At 3 or fewer unrelated adults, no state license exists at all. If you want the state to refer and pay for residents, enroll with HHSC as an Adult Foster Care provider: the Form 5831 checklist, background checks for every adult in the household, and the minimum standards in 26 TAC Chapter 278, Subchapter B, with the provider living in the home. Fire safety at this scale is the basics done seriously: smoke alarms in every bedroom, outside every sleeping area, and on every level, an extinguisher in the kitchen and one per floor, two ways out of every bedroom, and a practiced escape plan. And the Houston catch: a home with exactly 3 elderly or disabled residents can be unlicensed by the state and still need the city boarding home permit. Two governments, two lines.
7. What it really costs
Two kinds of numbers here. Sourced means it comes straight from the agency. Estimate means it is quote-dependent and you should get bids, and the range is where real quotes usually land. For sprinklers especially, get three bids before you panic.
- •HHSC license (Type A or B, 3 years): $300 plus $15 per bed, capped at $2,250. Sourced.
- •Houston boarding home permit: $306.56 first year, $81 a year after. Sourced.
- •Sprinklers, new construction at residential scale (NFPA 13D): typically $1.50 to $2.50 per square foot.

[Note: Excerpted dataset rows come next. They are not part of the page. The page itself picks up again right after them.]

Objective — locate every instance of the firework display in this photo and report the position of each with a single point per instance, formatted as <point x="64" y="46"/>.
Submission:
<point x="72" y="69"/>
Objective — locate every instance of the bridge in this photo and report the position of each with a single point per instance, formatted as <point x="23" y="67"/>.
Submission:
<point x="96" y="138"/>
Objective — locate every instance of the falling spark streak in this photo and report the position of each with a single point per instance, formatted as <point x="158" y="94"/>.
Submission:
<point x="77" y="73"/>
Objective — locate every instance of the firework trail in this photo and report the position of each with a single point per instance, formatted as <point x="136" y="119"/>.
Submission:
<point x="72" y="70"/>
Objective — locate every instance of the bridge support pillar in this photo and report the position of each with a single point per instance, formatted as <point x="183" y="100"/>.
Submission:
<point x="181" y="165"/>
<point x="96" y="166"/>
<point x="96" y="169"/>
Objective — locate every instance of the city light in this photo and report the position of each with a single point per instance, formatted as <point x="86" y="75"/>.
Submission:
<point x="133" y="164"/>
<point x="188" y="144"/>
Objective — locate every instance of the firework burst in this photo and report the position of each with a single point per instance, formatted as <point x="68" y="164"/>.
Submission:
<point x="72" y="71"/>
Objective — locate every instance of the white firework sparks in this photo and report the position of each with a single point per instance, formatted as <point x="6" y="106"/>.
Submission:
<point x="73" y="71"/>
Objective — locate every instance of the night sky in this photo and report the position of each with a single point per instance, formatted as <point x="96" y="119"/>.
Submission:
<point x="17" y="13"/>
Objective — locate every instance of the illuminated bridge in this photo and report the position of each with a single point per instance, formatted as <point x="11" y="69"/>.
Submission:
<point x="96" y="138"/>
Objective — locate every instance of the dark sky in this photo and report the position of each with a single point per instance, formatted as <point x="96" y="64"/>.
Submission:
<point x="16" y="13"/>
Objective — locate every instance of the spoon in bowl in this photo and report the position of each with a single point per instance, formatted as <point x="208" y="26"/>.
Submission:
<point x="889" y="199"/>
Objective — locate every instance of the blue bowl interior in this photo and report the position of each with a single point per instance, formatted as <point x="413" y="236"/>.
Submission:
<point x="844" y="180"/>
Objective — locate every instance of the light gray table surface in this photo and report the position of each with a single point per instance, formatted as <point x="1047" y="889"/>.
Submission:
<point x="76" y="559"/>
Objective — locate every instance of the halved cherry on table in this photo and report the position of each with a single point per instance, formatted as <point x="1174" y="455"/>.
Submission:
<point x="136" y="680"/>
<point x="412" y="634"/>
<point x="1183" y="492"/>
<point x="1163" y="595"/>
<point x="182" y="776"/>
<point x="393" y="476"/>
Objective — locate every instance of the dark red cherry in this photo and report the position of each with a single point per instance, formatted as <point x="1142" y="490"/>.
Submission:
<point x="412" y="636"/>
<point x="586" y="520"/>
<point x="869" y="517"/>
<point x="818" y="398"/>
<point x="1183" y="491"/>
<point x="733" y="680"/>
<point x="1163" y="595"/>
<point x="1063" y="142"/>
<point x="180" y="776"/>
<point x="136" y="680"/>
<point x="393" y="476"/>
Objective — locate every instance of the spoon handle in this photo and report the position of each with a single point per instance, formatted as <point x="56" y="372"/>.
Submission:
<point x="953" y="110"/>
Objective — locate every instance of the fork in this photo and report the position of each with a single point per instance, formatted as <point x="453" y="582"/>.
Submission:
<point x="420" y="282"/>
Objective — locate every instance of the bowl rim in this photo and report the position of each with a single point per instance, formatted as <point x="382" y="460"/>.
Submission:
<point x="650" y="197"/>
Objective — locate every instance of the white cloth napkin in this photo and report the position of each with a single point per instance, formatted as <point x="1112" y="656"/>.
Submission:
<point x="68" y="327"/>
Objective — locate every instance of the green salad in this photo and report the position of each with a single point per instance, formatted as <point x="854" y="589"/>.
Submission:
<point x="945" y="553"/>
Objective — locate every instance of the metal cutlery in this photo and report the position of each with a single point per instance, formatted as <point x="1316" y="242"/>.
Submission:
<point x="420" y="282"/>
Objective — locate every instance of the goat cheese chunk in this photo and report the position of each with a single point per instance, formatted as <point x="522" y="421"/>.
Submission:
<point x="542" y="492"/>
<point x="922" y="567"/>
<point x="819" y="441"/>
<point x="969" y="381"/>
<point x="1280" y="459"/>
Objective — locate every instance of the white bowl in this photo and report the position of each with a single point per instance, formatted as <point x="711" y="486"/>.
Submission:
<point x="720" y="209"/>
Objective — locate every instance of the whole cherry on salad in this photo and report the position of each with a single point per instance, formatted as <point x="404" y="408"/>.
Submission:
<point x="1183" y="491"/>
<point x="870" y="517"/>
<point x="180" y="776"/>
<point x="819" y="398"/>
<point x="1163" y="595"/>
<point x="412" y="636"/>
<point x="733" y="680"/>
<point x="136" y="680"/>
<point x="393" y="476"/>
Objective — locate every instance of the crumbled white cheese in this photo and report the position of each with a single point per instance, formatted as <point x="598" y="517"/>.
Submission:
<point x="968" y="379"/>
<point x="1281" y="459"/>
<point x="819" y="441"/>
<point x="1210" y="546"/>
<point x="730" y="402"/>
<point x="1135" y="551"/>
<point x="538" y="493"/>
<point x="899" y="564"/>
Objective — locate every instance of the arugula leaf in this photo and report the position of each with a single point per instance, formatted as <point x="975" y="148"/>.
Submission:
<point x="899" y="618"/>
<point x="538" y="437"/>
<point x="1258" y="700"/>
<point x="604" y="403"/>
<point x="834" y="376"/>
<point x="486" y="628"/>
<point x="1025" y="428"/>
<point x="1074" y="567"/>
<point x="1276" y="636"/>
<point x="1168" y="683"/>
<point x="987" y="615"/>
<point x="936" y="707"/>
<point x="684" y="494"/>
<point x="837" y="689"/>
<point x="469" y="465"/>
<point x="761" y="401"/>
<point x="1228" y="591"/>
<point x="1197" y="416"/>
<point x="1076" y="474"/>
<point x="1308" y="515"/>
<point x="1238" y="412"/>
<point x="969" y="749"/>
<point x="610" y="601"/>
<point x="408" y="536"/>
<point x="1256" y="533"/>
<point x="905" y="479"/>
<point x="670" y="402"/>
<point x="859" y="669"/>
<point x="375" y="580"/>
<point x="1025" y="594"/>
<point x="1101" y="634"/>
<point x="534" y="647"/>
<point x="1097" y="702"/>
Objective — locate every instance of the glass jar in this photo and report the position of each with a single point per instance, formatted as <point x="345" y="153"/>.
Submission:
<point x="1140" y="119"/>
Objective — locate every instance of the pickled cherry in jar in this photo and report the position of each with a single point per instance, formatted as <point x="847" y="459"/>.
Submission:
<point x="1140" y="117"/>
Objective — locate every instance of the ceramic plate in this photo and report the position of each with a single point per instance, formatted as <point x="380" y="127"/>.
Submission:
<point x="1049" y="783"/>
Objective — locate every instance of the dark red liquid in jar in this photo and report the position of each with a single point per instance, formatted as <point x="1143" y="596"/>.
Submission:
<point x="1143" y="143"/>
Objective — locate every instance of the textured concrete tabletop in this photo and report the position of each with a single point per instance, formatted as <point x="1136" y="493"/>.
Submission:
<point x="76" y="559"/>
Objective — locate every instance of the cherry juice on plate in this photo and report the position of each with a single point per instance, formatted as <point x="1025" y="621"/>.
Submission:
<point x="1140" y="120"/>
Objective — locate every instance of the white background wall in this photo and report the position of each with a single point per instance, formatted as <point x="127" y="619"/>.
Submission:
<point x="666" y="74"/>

Retrofit in an existing house: $2 to $10 per square foot, with difficult access at $8 to $10. Full commercial NFPA 13: $2 to $10 per square foot.
- •Fire alarm: typically $500 to $2,500 installed for a house-sized building plus $25 to $60 a month monitoring, or $2 to $6 per square foot on a large commercial building.
- •Extinguishers: typically $40 to $80 per unit, plus $5 to $25 per unit per year for licensed service, with service companies often charging an $80 to $150 minimum visit.
- •Emergency generator (large Type B): typically $10,000 to $50,000 plus, sized to the building.
- •Smoke alarms for a small home: roughly $60 to $250 doing it yourself, or $100 to $400 professionally installed and interconnected.
- •Local fire marshal inspection: set by the city fee schedule, budget a few hundred dollars in Houston.